Out of inodes on system partition.. greyhole spooled files..

jbmia
Posts: 67
Joined: Sun Nov 07, 2010 11:59 am

Out of inodes on system partition.. greyhole spooled files..

Postby jbmia » Wed Jul 20, 2011 7:20 am

This follows up another thread I posted about a week or so back regarding greyhole.log spinning up too large such that I would run of space on my 20g system partition in just hours.. the greyhole.log file would get up to 8g inside an hour.. I'd delete it and it would rebuild...

This occurred after I move a large amount of files from a backed up system drive from another machine into my pool and also installed a new 2Tb drive into the system. The system is composed of 9 total drives and about 8Tb.

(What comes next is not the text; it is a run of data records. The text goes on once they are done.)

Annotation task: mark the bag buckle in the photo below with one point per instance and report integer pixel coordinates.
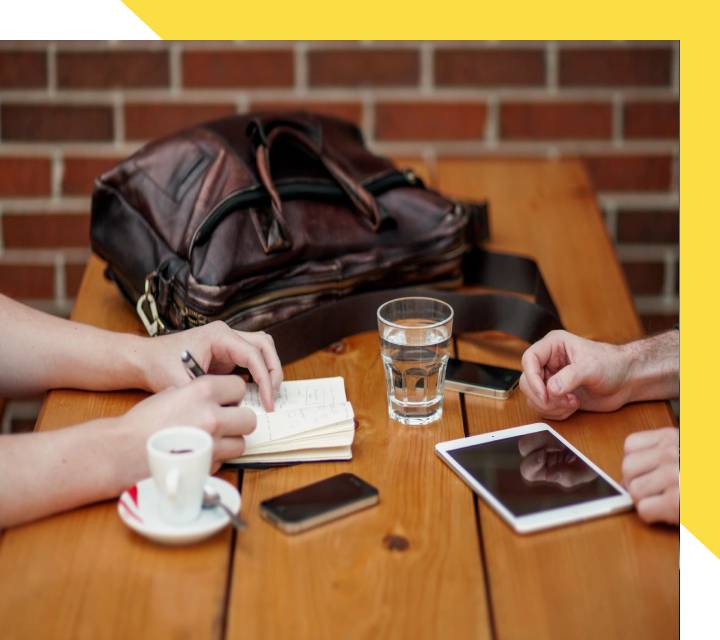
(153, 325)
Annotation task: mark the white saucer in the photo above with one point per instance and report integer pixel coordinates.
(137, 508)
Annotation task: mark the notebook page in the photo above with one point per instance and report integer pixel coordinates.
(296, 394)
(291, 422)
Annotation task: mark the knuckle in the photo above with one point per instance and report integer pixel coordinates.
(644, 510)
(670, 454)
(211, 424)
(635, 489)
(627, 467)
(203, 387)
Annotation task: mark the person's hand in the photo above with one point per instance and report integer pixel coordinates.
(209, 403)
(563, 373)
(547, 460)
(217, 349)
(651, 473)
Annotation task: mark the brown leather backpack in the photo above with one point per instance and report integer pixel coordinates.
(287, 223)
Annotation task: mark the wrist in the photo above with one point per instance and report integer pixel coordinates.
(652, 367)
(132, 352)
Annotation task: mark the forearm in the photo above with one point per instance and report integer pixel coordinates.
(654, 367)
(42, 352)
(48, 472)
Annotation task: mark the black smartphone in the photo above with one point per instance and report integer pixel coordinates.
(481, 379)
(319, 502)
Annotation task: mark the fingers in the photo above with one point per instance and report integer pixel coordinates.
(532, 441)
(532, 381)
(265, 343)
(234, 421)
(555, 408)
(535, 362)
(661, 508)
(229, 448)
(219, 389)
(654, 482)
(650, 438)
(638, 463)
(651, 473)
(249, 356)
(567, 379)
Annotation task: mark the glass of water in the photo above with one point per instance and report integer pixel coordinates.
(415, 336)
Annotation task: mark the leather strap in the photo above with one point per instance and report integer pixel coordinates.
(317, 328)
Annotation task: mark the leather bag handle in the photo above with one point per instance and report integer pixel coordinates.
(364, 203)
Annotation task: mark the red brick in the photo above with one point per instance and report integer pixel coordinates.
(648, 227)
(658, 322)
(556, 120)
(630, 172)
(80, 172)
(644, 277)
(489, 67)
(430, 120)
(613, 66)
(262, 68)
(23, 69)
(27, 281)
(56, 123)
(46, 230)
(346, 110)
(24, 176)
(145, 121)
(73, 278)
(652, 120)
(107, 69)
(354, 67)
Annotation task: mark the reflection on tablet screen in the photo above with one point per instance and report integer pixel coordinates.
(531, 473)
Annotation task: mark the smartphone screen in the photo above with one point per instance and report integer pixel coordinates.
(482, 375)
(320, 502)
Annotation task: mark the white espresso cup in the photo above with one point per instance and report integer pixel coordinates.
(180, 459)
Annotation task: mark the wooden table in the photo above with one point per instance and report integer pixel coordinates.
(465, 574)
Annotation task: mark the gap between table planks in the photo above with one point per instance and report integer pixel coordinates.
(614, 577)
(83, 574)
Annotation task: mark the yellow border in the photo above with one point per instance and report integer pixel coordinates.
(700, 353)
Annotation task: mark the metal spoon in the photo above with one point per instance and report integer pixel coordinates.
(211, 500)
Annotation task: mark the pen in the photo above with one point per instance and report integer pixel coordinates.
(191, 366)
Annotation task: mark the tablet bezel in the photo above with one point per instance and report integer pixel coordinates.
(543, 519)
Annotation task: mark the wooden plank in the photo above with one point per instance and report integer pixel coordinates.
(342, 580)
(613, 577)
(83, 574)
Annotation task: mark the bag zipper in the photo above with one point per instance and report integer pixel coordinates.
(195, 318)
(293, 190)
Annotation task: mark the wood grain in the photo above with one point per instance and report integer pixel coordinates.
(613, 577)
(341, 580)
(83, 574)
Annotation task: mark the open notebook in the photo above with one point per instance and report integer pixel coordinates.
(312, 421)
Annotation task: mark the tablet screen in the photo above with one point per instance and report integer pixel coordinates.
(532, 473)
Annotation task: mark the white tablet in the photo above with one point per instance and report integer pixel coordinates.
(533, 477)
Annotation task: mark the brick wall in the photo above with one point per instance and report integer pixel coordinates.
(70, 110)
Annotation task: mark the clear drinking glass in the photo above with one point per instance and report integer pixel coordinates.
(415, 338)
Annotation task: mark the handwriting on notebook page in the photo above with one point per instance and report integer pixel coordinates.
(293, 422)
(297, 394)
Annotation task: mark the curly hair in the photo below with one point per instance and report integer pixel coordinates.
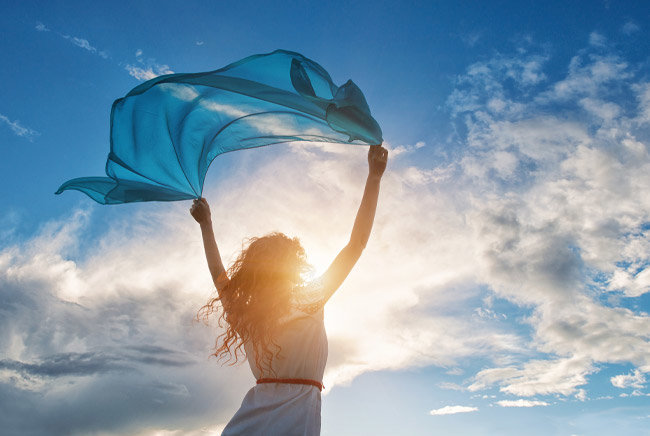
(262, 281)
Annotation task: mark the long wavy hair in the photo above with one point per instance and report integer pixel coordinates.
(263, 279)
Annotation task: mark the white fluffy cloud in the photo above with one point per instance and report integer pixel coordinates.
(146, 69)
(521, 403)
(560, 212)
(547, 212)
(634, 380)
(19, 129)
(451, 410)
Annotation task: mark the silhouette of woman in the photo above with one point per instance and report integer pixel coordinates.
(278, 320)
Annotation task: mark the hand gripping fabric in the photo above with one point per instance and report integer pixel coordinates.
(166, 131)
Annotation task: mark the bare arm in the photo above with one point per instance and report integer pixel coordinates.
(347, 258)
(200, 210)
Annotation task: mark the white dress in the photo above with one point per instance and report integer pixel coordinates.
(287, 409)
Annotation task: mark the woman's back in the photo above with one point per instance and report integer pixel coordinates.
(285, 408)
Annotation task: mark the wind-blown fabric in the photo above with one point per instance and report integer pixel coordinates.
(166, 131)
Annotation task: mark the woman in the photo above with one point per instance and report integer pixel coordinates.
(278, 320)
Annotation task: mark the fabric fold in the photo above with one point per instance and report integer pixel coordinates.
(165, 132)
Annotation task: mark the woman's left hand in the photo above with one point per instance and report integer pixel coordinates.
(200, 210)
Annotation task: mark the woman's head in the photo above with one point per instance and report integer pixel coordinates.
(262, 280)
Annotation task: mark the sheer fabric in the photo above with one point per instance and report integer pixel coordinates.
(165, 132)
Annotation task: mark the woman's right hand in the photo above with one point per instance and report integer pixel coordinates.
(377, 159)
(200, 210)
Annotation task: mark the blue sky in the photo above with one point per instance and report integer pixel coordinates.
(506, 286)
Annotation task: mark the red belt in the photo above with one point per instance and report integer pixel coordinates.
(292, 381)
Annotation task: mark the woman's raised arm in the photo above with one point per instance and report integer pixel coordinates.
(200, 210)
(347, 258)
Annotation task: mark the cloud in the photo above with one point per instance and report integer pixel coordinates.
(596, 39)
(451, 410)
(521, 403)
(559, 208)
(630, 28)
(79, 42)
(147, 69)
(19, 129)
(83, 43)
(545, 208)
(635, 379)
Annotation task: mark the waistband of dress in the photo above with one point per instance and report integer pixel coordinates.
(292, 381)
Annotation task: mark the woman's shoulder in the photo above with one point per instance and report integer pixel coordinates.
(308, 298)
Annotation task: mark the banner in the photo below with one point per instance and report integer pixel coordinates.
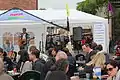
(99, 34)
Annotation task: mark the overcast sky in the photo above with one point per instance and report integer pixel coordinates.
(57, 4)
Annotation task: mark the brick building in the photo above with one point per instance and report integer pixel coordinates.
(22, 4)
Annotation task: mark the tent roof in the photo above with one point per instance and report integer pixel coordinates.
(60, 16)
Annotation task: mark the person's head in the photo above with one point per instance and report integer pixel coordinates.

I solve the greyhole.log problem by created a cronjob to rotate the log initially every 15 minutes and then tuned it down to every half hour. This seemed to solve the problem. I now have plenty of free gb on the partition.

I'm now experiencing other issues. The first symptoms was the inability to access shares... the next symptoms was the inability to bring up the hda page...

Code: Select all

The application has found an error. You will be forwarded shortly.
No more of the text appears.